第22回「自分たちの問題なんだから」

熱血先生 今日も走る!!!
       「子は宝です」
中野敏治
「自分たちの問題なんだから」
 中学一年生を担任していた時のことです。「先生のクラスは、授業中におしゃべりが多くなってきていますよ」と、教科指導の先生が私に声をかけてくれました。
 中学校は教科担任制ですので、私の授業の時には、さほどおしゃべりはないのですが、他の教科では、おしゃべりが多くあったようです。
今のままでいいの?
 学級で授業の様子について、学級委員が司会をし、クラスみんなで、どうしたらいいのかを話し始めたのです。
 担任の私は、教室の後ろで、じっと生徒の話し合いの様子を見ていました。生徒が自分たちで解決できないと、教師がいないところでは同じ問題を繰り返すと思ったのです。
 話の様子から、やはり静かに授業を受けている教科とそうでない教科がありました。話し合いは進みませんでした。それでも私はじっと教室の後ろで生徒の様子を見ていました。
 なかなか話が進まない状況の中、ある女子生徒が教室の後ろを振り向き、私に声をかけてきました。
「先生、男子がうるさいんです」
「注意してもきかないんです」。
 その言葉に男子が反論です。
「うるさいのは、俺たちだけじゃないよ。女子もおしゃべりしてるじゃん」と。
男女で言い合う形になりました。
 それでも私は黙って見ていました。司会の生徒も困った様子でした。
「シズカニ」ってどんなカニ
 そんな状況の中、ある女子生徒が手を挙げたのです。
「ねぇねぇ、カニを作ろう!」と。クラスのみんなは「いきなり、何を言い出すんだ」という顔をしました。きっと私もそんな顔をしていたと思います。

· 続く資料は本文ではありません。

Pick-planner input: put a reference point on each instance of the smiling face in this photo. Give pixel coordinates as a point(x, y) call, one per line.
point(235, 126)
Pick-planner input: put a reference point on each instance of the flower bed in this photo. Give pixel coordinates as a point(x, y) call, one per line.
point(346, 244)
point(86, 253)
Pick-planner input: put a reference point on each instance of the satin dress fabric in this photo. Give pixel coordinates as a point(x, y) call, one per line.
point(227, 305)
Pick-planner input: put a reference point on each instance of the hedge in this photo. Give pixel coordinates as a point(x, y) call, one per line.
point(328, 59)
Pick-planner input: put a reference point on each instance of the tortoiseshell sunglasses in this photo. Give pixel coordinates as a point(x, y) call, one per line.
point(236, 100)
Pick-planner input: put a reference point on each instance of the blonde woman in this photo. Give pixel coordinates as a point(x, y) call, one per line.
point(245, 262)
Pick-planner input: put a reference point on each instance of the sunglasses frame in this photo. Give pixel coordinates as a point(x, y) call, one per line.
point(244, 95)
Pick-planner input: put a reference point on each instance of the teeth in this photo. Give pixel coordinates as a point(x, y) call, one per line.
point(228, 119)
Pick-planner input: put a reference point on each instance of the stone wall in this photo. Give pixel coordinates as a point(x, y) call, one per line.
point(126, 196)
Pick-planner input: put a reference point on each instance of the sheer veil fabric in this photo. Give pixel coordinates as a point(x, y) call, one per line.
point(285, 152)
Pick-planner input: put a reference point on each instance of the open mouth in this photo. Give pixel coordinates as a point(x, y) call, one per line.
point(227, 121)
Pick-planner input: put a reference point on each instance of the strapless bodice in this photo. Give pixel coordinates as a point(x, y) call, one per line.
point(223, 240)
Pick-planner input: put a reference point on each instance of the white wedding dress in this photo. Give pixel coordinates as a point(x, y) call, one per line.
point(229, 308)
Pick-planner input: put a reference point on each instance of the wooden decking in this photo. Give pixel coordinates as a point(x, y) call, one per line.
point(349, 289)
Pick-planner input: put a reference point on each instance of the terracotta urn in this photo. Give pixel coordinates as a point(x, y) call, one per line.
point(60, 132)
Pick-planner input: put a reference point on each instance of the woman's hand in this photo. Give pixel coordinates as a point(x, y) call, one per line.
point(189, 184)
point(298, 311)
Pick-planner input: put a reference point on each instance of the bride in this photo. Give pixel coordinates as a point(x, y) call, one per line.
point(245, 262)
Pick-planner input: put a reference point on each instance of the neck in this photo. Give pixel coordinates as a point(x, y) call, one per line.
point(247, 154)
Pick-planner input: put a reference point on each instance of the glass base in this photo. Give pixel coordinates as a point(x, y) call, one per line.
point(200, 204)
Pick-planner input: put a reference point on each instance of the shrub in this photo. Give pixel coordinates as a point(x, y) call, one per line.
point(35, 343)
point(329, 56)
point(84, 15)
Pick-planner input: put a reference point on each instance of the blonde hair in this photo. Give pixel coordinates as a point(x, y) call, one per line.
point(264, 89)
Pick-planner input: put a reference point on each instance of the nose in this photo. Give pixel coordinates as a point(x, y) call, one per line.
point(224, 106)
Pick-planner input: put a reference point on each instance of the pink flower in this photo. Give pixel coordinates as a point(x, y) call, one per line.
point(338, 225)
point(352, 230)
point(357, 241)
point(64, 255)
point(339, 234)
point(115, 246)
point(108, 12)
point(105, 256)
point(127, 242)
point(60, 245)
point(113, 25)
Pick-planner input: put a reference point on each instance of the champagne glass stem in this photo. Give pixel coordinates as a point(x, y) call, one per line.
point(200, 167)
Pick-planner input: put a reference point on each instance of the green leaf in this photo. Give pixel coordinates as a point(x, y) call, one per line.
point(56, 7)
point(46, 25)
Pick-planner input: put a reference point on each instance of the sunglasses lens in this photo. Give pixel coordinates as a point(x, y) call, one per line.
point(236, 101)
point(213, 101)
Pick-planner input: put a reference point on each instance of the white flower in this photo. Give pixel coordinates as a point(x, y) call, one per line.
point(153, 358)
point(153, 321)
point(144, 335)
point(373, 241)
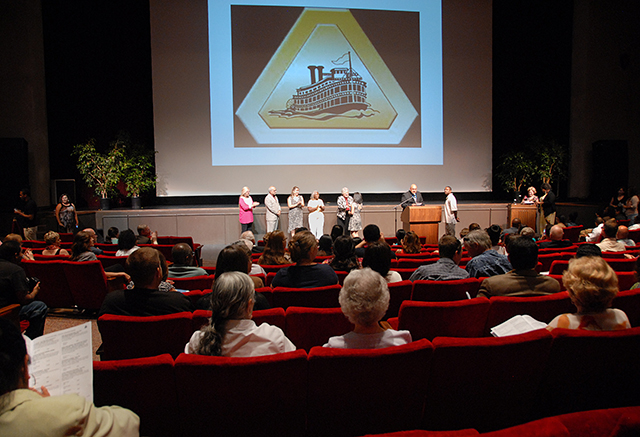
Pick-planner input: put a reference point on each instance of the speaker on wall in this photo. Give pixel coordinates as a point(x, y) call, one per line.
point(610, 168)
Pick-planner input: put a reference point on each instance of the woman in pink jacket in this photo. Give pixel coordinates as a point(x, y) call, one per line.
point(246, 204)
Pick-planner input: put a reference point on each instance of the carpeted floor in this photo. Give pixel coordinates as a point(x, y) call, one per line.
point(57, 323)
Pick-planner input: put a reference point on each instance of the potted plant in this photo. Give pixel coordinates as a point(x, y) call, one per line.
point(101, 171)
point(139, 174)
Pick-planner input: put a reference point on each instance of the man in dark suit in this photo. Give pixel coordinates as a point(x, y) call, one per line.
point(411, 197)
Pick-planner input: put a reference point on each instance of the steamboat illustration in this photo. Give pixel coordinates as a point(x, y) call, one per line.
point(336, 93)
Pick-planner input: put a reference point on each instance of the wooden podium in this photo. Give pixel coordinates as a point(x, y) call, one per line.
point(526, 214)
point(423, 220)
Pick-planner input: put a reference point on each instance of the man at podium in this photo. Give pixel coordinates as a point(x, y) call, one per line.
point(411, 197)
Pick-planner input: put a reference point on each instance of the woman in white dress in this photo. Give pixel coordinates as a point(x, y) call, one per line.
point(316, 215)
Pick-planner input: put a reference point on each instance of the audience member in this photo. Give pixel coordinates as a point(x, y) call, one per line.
point(144, 267)
point(31, 412)
point(623, 236)
point(364, 300)
point(523, 280)
point(182, 266)
point(344, 254)
point(112, 235)
point(145, 236)
point(410, 244)
point(52, 239)
point(25, 252)
point(16, 289)
point(127, 243)
point(592, 285)
point(609, 242)
point(446, 268)
point(273, 255)
point(25, 215)
point(305, 273)
point(484, 262)
point(377, 256)
point(231, 332)
point(555, 240)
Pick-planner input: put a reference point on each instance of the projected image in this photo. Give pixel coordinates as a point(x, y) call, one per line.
point(295, 82)
point(356, 90)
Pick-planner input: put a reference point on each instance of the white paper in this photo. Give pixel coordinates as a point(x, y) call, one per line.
point(517, 325)
point(63, 362)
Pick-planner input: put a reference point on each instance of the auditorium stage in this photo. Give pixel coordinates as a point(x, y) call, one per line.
point(220, 225)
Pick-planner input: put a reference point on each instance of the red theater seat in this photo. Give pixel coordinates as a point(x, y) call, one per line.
point(258, 396)
point(355, 392)
point(484, 383)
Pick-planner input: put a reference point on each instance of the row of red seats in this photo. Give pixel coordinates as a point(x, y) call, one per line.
point(133, 337)
point(450, 383)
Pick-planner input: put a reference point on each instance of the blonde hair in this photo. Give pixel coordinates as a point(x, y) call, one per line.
point(591, 282)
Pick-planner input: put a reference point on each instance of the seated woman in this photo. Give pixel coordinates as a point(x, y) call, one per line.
point(126, 243)
point(306, 273)
point(364, 300)
point(273, 254)
point(231, 332)
point(377, 256)
point(344, 251)
point(410, 243)
point(592, 284)
point(53, 245)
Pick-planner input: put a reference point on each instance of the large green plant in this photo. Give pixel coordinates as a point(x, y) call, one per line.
point(100, 171)
point(139, 174)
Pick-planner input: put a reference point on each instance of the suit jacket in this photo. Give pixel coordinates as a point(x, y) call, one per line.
point(406, 196)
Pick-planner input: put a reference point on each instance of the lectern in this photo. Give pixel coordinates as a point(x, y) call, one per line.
point(423, 220)
point(526, 214)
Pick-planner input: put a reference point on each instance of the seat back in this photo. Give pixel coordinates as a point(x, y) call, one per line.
point(319, 297)
point(462, 318)
point(125, 337)
point(443, 291)
point(495, 380)
point(272, 316)
point(309, 327)
point(87, 282)
point(542, 308)
point(54, 288)
point(589, 370)
point(242, 396)
point(203, 282)
point(146, 386)
point(399, 292)
point(357, 392)
point(629, 302)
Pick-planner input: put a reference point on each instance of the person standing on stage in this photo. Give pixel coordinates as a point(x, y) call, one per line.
point(411, 197)
point(450, 212)
point(273, 209)
point(316, 215)
point(246, 205)
point(295, 202)
point(344, 209)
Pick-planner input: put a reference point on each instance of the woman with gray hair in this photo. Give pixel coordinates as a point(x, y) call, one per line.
point(364, 300)
point(231, 332)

 彼女は話を続けました。「食べるカニでなく、シズカニというカニを作るんだよ」と。「なにそれ?」とみんなが興味を示しました。
 「だって、授業中にうるさいとみんな『静かに』っていうでしょ。だから『シズカニ』プラカードを作るんだよ。カニの形をしたプラカードだよ。それを使えばいいよ。言葉で注意しなくても、このカードを見て、みんなが気づけばいいんだよね」と。みんなの顔が明るくなりました。なんか楽しそうだという顔です。
 「そのカニ、どうする?」
「教室の前に貼る?」
「一番前に座っている人が、持っていて、授業中、うるさいと感じたら、その『シズカニ』プラカードを持ち上げればいいよ」
など、話がどんどん盛り上がっていきました。クラスの問題を話し合っているのに、みんなが楽しそうなのです。翌朝には一匹の「シズカニ」ができていました。
 朝から、みんなワクワクです。朝の会で学級委員長が「○○さんがシズカニを作ってくれました。今日から私たちのクラスの仲間です」と。その言葉を聞いた一人の生徒が「でも、そのカニが活躍しないほうがいいんだよね。作ってくれた○○さんにはわるいけど」と。
 一校時の授業が始まりました。一番前に座っている生徒の机の横には「シズカニ」プラカードが置いてありました。その生徒は、「シズカニ」の事が気になって仕方ありませんでした。
 不思議です。それから授業は静かになりました。いつしか「シズカニ」は、教室の後ろの壁に貼られていました。